There should be at least one person physically present wherever the meeting is being held to collect voting papers from those who choose to physically attend. That could be a voter acting as the “host” of the teleconference.
Similar restraints on those attending the meeting by videoconference to those discussed above can be imposed. The person chairing the meeting controls the rules of the meeting, such as the amount of time set aside for debate or discussion. Make the most of technology in those circumstances.
All voters and stakeholders in a community should respect the varying comfort levels of others to close human contact and comply with arrangements to submit voting papers and attend meetings electronically.
The advances in technology to facilitate electronic communication allows the strata industry to continue with its business. All stakeholders should embrace this. I believe that when new technologies are thrust upon us, after a short while we begin to wonder how we managed with the “old ways”.
The challenges we face with the COVID-19 crisis will introduce all of us to more modern ways of holding and running meetings.

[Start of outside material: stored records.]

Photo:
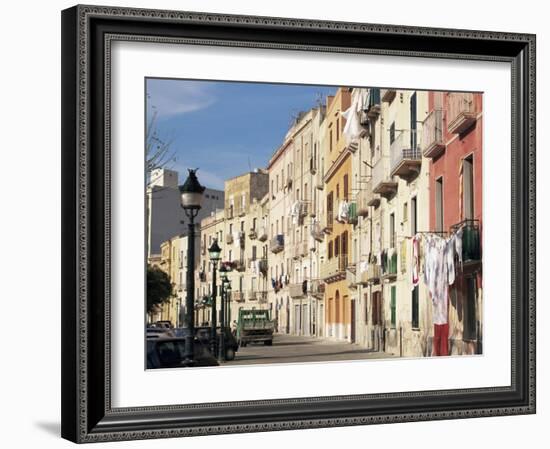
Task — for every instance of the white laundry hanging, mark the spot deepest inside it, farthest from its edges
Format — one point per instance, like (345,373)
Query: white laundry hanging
(343,211)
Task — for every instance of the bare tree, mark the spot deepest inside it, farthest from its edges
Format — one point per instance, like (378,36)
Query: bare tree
(158,152)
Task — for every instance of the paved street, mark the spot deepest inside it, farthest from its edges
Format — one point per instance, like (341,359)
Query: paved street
(288,348)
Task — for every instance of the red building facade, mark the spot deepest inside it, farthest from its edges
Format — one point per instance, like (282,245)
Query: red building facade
(452,140)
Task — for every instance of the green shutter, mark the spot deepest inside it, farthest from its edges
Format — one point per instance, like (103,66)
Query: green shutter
(392,305)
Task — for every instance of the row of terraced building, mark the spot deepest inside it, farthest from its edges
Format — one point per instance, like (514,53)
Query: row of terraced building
(324,236)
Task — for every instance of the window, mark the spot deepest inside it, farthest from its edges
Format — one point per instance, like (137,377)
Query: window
(393,305)
(439,204)
(412,106)
(346,186)
(392,230)
(414,318)
(345,243)
(468,188)
(330,207)
(376,309)
(414,228)
(470,309)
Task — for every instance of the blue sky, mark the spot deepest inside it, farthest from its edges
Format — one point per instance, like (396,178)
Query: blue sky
(225,128)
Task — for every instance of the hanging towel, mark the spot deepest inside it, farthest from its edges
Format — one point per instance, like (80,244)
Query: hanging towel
(415,261)
(403,255)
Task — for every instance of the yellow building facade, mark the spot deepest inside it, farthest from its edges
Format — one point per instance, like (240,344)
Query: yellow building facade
(340,309)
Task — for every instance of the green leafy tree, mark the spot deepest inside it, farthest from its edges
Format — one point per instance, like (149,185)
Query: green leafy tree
(159,288)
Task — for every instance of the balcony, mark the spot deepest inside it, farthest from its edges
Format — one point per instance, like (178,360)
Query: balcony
(334,269)
(406,157)
(388,95)
(371,276)
(263,266)
(237,296)
(239,265)
(297,290)
(382,182)
(262,235)
(433,143)
(471,242)
(374,108)
(300,250)
(352,213)
(389,271)
(312,166)
(329,221)
(351,278)
(319,180)
(372,199)
(317,233)
(363,203)
(316,287)
(277,244)
(461,112)
(288,183)
(262,297)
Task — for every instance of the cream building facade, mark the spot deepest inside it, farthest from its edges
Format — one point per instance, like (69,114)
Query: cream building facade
(244,244)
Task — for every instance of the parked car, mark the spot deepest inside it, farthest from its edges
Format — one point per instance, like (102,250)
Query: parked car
(169,352)
(157,332)
(231,344)
(167,324)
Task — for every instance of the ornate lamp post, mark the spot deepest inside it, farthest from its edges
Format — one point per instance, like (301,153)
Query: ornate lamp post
(227,316)
(191,199)
(223,324)
(215,255)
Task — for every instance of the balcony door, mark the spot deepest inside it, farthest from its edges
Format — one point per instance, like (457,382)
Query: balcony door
(413,121)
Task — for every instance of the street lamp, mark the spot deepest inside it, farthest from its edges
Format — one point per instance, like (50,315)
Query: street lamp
(223,277)
(228,303)
(191,199)
(215,255)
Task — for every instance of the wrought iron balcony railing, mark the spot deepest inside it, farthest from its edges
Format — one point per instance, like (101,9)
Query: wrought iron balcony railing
(461,112)
(406,157)
(433,139)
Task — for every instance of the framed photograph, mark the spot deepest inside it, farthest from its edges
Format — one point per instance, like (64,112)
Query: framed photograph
(276,224)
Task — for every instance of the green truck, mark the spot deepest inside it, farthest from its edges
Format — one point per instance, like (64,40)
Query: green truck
(255,325)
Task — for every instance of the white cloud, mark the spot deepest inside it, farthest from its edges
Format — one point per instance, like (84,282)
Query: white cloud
(175,97)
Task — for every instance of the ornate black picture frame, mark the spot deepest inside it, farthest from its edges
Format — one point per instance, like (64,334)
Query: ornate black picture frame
(87,34)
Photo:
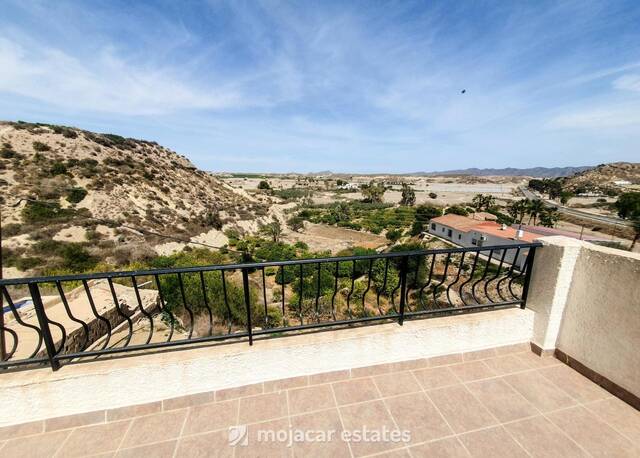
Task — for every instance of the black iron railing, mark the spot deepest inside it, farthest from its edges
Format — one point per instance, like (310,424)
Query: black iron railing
(79,317)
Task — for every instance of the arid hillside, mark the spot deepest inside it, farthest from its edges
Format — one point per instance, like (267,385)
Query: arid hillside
(108,195)
(605,176)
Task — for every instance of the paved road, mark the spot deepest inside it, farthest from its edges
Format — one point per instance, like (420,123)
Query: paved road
(610,220)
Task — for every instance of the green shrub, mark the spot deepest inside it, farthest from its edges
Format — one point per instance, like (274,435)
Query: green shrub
(41,147)
(9,230)
(76,195)
(58,168)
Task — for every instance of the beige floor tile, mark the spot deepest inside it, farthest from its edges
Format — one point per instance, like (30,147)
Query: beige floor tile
(619,415)
(515,348)
(397,383)
(263,407)
(210,417)
(445,360)
(478,355)
(400,453)
(359,390)
(539,391)
(508,364)
(541,438)
(139,410)
(35,446)
(326,377)
(444,448)
(537,362)
(285,384)
(310,398)
(155,428)
(208,445)
(326,440)
(239,392)
(595,436)
(502,400)
(24,429)
(265,440)
(157,450)
(491,443)
(101,438)
(374,418)
(417,414)
(73,421)
(462,411)
(474,370)
(436,377)
(577,386)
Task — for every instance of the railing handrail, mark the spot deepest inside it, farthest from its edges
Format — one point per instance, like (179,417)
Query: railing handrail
(256,265)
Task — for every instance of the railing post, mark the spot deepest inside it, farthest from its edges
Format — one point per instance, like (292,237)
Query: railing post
(527,276)
(403,287)
(38,306)
(247,302)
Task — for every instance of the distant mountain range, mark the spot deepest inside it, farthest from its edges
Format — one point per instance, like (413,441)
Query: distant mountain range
(538,172)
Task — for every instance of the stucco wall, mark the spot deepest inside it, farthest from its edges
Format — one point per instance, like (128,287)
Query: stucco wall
(601,322)
(41,393)
(586,300)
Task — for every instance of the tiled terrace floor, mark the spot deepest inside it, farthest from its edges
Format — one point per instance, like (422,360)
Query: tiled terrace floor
(499,402)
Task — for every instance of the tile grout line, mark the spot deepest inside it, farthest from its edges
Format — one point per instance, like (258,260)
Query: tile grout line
(335,399)
(500,424)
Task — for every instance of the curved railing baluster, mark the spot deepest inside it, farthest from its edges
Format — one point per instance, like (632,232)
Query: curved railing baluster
(364,294)
(96,314)
(116,302)
(317,293)
(473,270)
(226,303)
(353,282)
(384,286)
(19,320)
(456,280)
(508,275)
(142,310)
(444,279)
(206,302)
(264,297)
(165,309)
(421,300)
(65,304)
(481,279)
(486,285)
(301,294)
(186,307)
(335,291)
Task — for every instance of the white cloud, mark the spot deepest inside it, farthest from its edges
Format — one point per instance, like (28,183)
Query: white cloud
(605,117)
(106,84)
(628,83)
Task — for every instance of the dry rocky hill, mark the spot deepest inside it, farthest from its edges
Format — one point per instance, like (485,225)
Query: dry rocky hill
(111,195)
(604,177)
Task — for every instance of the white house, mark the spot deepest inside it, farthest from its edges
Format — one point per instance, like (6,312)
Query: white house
(468,232)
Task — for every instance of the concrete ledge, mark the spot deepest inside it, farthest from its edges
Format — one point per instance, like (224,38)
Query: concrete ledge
(40,394)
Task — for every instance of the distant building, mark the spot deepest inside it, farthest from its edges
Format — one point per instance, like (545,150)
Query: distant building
(551,231)
(469,232)
(349,186)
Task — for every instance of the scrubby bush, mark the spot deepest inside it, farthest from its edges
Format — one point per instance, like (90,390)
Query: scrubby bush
(76,195)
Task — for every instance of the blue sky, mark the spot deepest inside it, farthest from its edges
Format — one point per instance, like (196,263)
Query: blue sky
(344,86)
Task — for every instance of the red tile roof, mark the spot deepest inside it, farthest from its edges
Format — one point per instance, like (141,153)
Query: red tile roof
(465,224)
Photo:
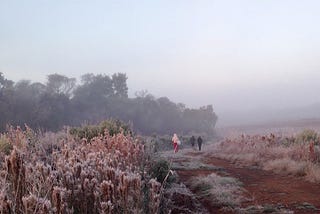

It would not surprise me if many strata communities simply continue with these electronic means of attending meetings once this crisis abates.
 See section 46 of the Standard Module and the Accommodation Module which provide that a meeting must be held where the committee decides, but requires it to be held within 15km of the scheme land if at least half the committee require that.
 Apartments on the Lakes  QBCCMCmr 417
 Section 49(2) of the Standard Module.
 Section 82(2) of the Standard Module.
 Rose-A-Lyn  QBCCMCmr 275 at - – an adjudicator found that sending a scanned copy of a voting paper by e-mail is the same as giving a voting paper to the secretary by facsimile.